6.6 Working with Distinguished Names

The following controls provide specialized support for Distinguished Names (DNs):

This section describes the specialized support, including the following:

6.6.1 Formatting DNs

If you have a DN value, you can display either the DN or a set of attributes related to that DN. For example, if the control displays the DN of a user entity, you could display the user entity's First Name and Last Name attributes instead. The controls that support this feature are DNDisplay, DNLookup, MVEditor, and Picklist.

You define the attributes to display in the control’s Display Expression property. This display expression resolves at runtime by replacing the attribute keys with the attribute values.

6.6.2 Working with Object Selectors

In some cases, you might want the user to search for and select a DN from a list of possible values. The object selector dialog box (also called the object lookup dialog box) provides this functionality. The contents of the object selector dialog box are controlled by the form control’s properties (see Table 6-28), and by how DAL properties are defined (see DNLookup Control Type Definitions and Object Selector Contents).

The object selector only supports attributes of String or DNLookup data types whose directory abstraction layer access properties for required and searchable are set to true.

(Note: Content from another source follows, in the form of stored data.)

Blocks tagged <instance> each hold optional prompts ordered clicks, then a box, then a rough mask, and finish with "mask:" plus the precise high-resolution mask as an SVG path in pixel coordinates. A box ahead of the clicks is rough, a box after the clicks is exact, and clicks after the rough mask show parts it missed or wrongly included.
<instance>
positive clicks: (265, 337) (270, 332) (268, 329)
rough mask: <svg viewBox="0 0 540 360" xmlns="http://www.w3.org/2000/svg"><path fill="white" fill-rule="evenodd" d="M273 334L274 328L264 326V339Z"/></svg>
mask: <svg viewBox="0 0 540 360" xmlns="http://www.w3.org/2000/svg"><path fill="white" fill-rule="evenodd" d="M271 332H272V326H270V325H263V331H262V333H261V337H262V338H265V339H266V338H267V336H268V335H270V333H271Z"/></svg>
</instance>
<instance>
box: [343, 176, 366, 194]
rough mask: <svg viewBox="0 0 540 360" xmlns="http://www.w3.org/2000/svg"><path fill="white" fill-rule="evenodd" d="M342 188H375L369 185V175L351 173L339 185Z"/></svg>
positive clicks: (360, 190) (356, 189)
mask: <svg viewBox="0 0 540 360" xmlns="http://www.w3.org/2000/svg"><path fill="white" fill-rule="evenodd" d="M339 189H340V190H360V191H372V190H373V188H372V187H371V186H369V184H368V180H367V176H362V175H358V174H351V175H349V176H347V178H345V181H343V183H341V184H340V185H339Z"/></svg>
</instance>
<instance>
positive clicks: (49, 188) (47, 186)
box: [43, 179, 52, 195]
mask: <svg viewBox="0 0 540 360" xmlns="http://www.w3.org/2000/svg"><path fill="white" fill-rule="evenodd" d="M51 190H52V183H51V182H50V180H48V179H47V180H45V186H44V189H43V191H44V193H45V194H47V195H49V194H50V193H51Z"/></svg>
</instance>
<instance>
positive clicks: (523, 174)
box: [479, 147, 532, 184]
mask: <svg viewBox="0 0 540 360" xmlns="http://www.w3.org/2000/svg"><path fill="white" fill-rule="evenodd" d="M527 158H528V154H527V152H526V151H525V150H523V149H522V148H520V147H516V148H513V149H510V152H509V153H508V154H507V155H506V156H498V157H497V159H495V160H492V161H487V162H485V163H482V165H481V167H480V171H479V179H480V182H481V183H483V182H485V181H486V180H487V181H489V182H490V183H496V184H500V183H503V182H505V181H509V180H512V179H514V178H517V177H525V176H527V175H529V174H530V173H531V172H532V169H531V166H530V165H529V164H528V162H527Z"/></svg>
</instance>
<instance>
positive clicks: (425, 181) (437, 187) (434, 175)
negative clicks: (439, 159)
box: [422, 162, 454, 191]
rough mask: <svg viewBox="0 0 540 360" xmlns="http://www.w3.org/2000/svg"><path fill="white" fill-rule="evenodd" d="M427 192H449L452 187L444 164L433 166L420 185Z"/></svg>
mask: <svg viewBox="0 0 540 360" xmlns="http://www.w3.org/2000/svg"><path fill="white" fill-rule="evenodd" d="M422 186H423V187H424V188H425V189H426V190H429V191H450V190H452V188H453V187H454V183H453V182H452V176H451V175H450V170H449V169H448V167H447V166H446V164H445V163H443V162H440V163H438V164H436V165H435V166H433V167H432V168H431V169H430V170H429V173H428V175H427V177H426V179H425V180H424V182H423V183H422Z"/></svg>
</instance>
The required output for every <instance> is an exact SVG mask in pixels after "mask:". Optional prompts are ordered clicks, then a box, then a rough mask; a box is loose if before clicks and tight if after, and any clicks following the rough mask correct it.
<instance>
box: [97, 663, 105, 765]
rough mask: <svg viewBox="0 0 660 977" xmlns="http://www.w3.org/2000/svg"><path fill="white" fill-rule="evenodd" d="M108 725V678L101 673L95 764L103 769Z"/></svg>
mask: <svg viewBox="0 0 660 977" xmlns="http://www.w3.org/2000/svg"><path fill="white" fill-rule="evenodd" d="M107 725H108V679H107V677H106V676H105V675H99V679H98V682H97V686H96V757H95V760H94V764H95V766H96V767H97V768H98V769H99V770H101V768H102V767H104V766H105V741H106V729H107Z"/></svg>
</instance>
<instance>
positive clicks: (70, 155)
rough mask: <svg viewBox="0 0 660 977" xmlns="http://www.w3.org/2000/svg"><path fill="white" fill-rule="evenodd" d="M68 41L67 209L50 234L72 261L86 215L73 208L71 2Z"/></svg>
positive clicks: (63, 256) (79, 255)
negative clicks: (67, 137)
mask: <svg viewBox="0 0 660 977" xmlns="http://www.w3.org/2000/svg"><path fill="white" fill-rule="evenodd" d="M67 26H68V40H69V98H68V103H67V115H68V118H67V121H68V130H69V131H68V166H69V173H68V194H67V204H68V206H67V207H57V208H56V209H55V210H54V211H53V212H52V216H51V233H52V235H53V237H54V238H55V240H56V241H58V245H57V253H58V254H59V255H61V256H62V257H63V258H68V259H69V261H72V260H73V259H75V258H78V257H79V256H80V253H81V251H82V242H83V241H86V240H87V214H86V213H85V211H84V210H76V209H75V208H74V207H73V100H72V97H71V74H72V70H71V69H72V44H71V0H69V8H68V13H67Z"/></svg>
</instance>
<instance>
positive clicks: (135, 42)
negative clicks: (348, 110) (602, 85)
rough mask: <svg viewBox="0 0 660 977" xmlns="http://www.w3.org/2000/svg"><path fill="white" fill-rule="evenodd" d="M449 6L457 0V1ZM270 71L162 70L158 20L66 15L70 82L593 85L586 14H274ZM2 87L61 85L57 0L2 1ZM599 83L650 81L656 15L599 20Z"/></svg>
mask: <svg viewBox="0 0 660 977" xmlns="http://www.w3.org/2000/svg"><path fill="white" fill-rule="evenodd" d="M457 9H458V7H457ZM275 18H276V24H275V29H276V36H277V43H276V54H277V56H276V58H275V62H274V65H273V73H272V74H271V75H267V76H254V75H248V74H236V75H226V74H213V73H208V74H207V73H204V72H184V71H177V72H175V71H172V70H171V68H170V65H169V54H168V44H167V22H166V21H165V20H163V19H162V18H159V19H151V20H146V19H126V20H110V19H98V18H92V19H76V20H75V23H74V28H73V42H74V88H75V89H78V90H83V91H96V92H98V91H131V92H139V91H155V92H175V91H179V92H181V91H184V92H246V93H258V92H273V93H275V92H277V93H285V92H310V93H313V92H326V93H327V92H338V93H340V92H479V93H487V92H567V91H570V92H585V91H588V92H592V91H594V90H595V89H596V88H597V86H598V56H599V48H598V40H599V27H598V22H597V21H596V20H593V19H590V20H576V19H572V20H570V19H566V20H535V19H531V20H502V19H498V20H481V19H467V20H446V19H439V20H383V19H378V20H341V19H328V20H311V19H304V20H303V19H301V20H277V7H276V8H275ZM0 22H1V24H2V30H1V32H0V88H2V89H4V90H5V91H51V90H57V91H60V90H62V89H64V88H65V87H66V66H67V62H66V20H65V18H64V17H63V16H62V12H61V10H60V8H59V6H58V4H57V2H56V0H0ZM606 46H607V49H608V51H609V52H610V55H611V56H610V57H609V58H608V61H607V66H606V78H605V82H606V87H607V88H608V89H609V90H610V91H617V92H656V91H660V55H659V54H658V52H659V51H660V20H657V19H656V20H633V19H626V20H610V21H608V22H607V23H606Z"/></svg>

Table 6-28 Properties for Defining the Object Selector Dialog Box

Property

Description

Entity key used for object lookup

This is the key to the directory abstraction layer entity whose DN you want to search for or display. This is a required field.

Object selector type

paramlist: Causes the object selector dialog box to perform an object lookup. You specify the lookup criteria via the Entity key used for object lookup property.

container: Causes the object selector dialog box to display one or more containers for selection. The containers for searching are determined by the Search container property that is specified in the directory abstraction layer for the entity named in the Entity key used for object lookup property. For example, if the Entity key used for object lookup property is Group, the search container is set to %group-root% by default. If no search container is used, the search root specified during the User Application installation is used.

Show object selector button

If set to True, the object selector button shows up on the control. Otherwise, it does not.

DNLookup Control Type Definitions and Object Selector Contents

When you specify an Entity key used for object lookup, the object selector’s contents are defined by the attribute’s DNLookup control type definition (in the directory abstraction layer). For example, if you specified the User entity as the object lookup and the manager as the attribute, the object selector would allow the user to search on the First Name and Last Name attributes because the object selector uses the manager’s DNLookup control type definition to determine the lookup criteria. The DNLookup definition for the manager entity is shown in Figure 6-31.

Figure 6-31 Manager Attribute on User DNLookup Property Definition

The resulting object selector is shown in Figure 6-32.

Figure 6-32 Sample Object Selector

You can change the attributes that are used by the object selector by changing the Lookup attributes. To allow other attributes in the object selector:

  1. Determine if the desired attribute is defined for the entity specified as the Lookup Entity. (In this example it is Manager Lookup.)

  2. If the attribute you want is available on the lookup entity, you can just add it to the Lookup Attributes. Make sure that it has the Search and Read properties set to True; otherwise, they won’t appear in the object selector dialog box.

  3. If the attribute does not already exist for the Lookup Entity, you must do the following:

    • Add the attribute to the Lookup Entity. For example, to display another attribute in a manager lookup like the one above, add the attribute to the Manager Lookup entity. For more information, see Section 3.2.3, Adding Attributes.

    • Add the attribute to the DNLookup definition.

    • Deploy the changed definitions. In this example, you’d redeploy the Manager Lookup entity (if you added a new attribute to its definition) and the User entity because you changed the definition of the manager attribute.

    • Refresh the application server’s DirectoryAbstractionLayerDefinitions cache.